For every successful interdiction, there is some technology which does get through. The Iranian Ayoub drone flown by Hezbollah and downed by Israel after it penetrated airspace near Israel’s nuclear complex at Dimona was actually manufactured by the German company Siemens and Bockstiegel and purchased by an IRGC front company. Iran has also repeatedly claimed to have reverse-engineered the US RQ-170 downed over Iran in December 2011. As for cyber espionage, the growing Iranian cyber bureaucracy is well-documented, well-resourced, and growing.

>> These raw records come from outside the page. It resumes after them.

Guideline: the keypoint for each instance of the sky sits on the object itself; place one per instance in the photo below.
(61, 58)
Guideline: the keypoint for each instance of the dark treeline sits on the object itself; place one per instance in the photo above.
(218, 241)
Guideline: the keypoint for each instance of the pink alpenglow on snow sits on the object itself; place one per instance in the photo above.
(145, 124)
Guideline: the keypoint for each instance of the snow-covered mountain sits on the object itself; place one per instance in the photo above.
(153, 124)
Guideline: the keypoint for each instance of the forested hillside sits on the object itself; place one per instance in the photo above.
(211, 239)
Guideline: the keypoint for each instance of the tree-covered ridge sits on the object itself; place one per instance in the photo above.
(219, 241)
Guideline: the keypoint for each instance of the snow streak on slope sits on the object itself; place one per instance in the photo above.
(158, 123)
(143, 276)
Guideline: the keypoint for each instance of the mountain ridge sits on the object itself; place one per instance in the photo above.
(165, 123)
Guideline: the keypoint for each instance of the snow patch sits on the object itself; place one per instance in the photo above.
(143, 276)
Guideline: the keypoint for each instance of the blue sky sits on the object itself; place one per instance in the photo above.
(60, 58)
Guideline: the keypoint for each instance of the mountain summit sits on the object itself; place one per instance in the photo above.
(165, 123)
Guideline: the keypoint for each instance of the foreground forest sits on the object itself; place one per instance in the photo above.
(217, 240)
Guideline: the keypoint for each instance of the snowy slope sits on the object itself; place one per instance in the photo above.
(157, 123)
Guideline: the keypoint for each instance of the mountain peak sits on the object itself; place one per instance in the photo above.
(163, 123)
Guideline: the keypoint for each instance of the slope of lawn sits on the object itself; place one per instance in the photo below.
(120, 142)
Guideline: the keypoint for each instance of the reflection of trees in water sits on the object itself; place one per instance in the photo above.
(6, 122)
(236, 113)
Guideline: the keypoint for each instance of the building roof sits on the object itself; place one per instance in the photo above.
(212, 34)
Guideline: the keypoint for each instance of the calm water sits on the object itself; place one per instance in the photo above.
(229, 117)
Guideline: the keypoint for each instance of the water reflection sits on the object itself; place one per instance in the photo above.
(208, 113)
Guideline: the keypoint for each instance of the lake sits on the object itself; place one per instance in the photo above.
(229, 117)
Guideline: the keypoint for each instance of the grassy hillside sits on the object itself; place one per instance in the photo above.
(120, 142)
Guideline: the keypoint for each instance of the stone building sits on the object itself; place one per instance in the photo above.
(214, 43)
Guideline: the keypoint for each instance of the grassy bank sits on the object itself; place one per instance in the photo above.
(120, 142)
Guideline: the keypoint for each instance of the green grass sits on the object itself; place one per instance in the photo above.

However it acquires technology, Iranian military tacticians increasingly appear to be incorporating artificial intelligence if not fully autonomous systems into their platforms. The IRGC has recently drilled “Fuji assaults” in which artificial intelligence helps coordinate boats, planes, tanks, and drones in a broad attack. The IRGC used similar tactics during the battle against the Islamic State in the eastern Euphrates region. On June 12, 2019, Iranian Air Defense Force commander Alireza Sabahifard announced a new air defense system that can detect stealth UAVs and which may also utilize some basic artificial intelligence in its operation. That Iranian authorities successfully downed a U.S. drone just a month later suggests that Iranian advances, even if Iranian authorities exaggerate, should not be easily dismissed.
Iran is also pushing forward with its own drone capabilities and other robotics. In October 2018, Tehran hosted an International Conference on Robotics and Mechatronics in which academics presented their research, much of which focused on optimizing flight paths, and UAV deconfliction and collision avoidance. One paper, for example, unveiled a new methodology to coordinate multiple flying robots in an “obstacle-laden environment.” Another researcher proposed a new algorithm to reduce UAV fuel consumption and distance traveled. A researcher from Lebanon explored various properties and optimizations for underwater drones. Other research utilized particle swarm optimization and statistical software to improve UAV controls. A June 2019 Tasnim article meanwhile discussed how artificial intelligence could create threats to “psychological security” by utilizing drones or autonomous vehicles for suicide operations. That state-controlled press regularly reports on robotic development in places like Australia’s Queensland University of Technology or Massachusetts Institute of Technology in the United States shows official interest in developing robotics further.